Segundo revela a Folha de 26 de dezembro corrente, Nelson Jobim classifica como um retrocesso a tese que esvazia os poderes de investigação do CNJ. Em artigo a ser publicado na próxima edição da revista “Interesse Nacional” Jobim assevera que em nenhum Poder a necessidade de controle “é tão pronunciada quanto no Judiciário”.
Sem citá-la diretamente, Jobim debate a decisão do Ministro Marco Aurélio Mello, que avaliou que o CNJ não pode tomar a iniciativa de investigar juízes antes das corregedorias locais.
A tal propósito, Walter Jobim afirma que a tese da subsidiariedade – pela qual o órgão deve-se limitar a julgar recursos de investigações sobre juízes iniciadas em tribunais – é regressista e leva o Judiciário ao isolamento.
Se prevalecer tal tese, “o CNJ passará a ser órgão dependente de ações prévias – de duvidosa ocorrência e transparência – dos tribunais”. Em outras palavras, se manietaria o CNJ que, forçado a esperar pela vinda de Godot, nada poderia fazer enquanto o tribunal estadual não atuar.
Jobim põe o dedo na ferida das argumentações especiosas da AMB e congêneres, ao referir: “As elites dos Estados federados debatem-se para impedir que seus pretendidos espaços sejam objeto de exame para órgão com visibilidade nacional.”
Com a devida vênia do Ministro Gilson Dipp, a importância da causa explica porque a Ministra Eliana Calmon é apoiada pela opinião pública.
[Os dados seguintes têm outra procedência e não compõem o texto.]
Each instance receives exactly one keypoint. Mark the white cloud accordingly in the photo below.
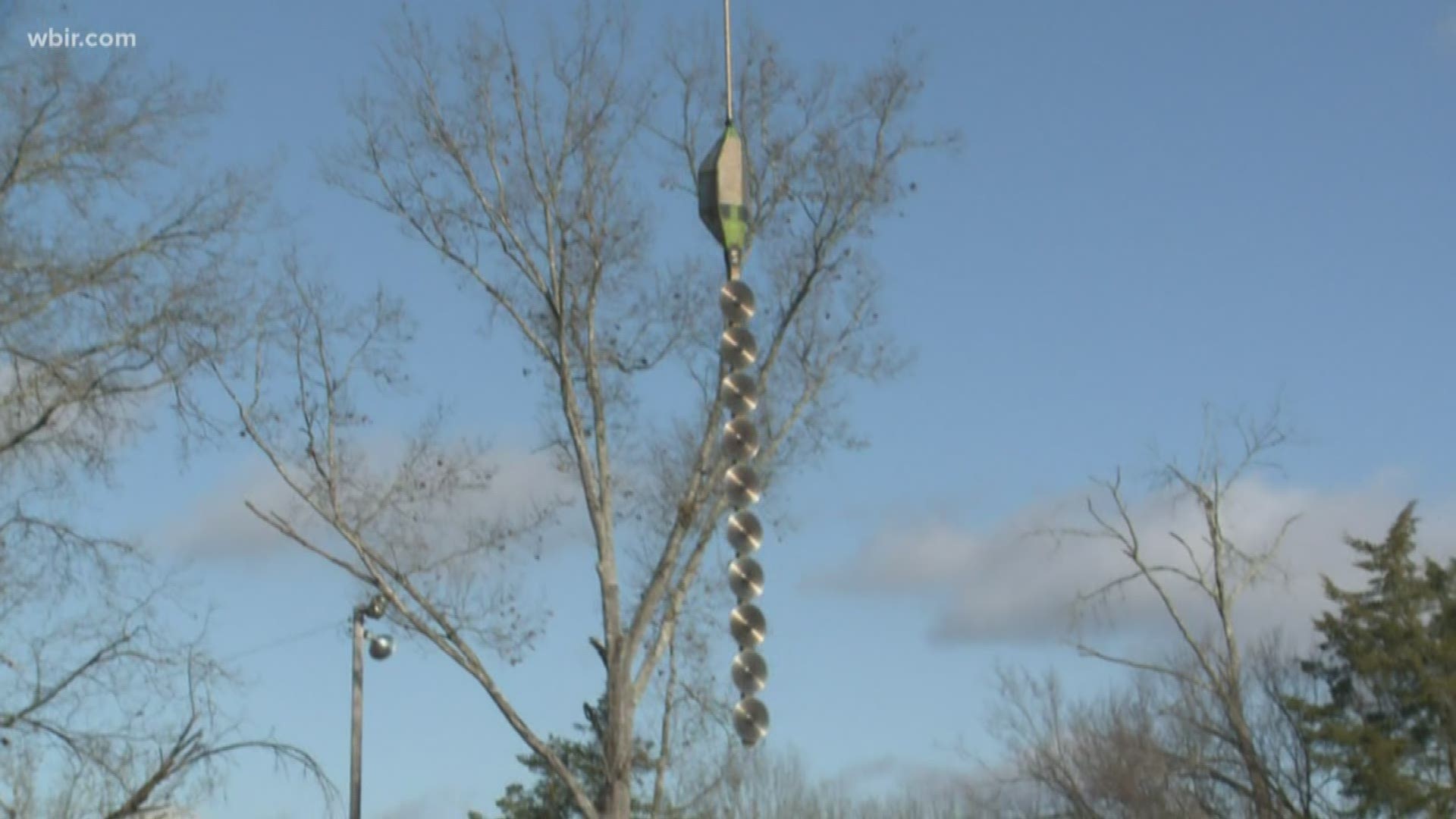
(1008, 583)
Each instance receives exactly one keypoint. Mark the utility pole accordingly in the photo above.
(379, 648)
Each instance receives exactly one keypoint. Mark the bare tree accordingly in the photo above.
(115, 286)
(1201, 583)
(525, 178)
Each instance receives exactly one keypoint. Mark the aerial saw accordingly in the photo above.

As atoardas se dissipam e a sua defesa da competência do CNJ – que é o da necessidade inelutável do controle externo da Justiça – deve continuar a ser apoiada através das pressões em favor de interesse nacional.
Não aos feudos do corporativismo, e às suas tentativas regressistas. Relevemos as eventuais inabilidades da paladina do CNJ, a ministra Eliana Calmon. Muito mais alto se alevanta o interesse nacional, e a necessidade de que as citadas liminares, concedidas dentro de um período nebuloso, sejam derrubadas.
O corporativismo pode ter muitos aliados, mas se exposto à luz da verdade e do interesse geral, essa planta costuma definhar rapidamente.
A corregedora do CNJ defende o interesse do Conselho e da federação. Gritarias corporativistas à parte, ela precisa ser apoiada. Pelo seu destemor. E por estar servindo à boa causa.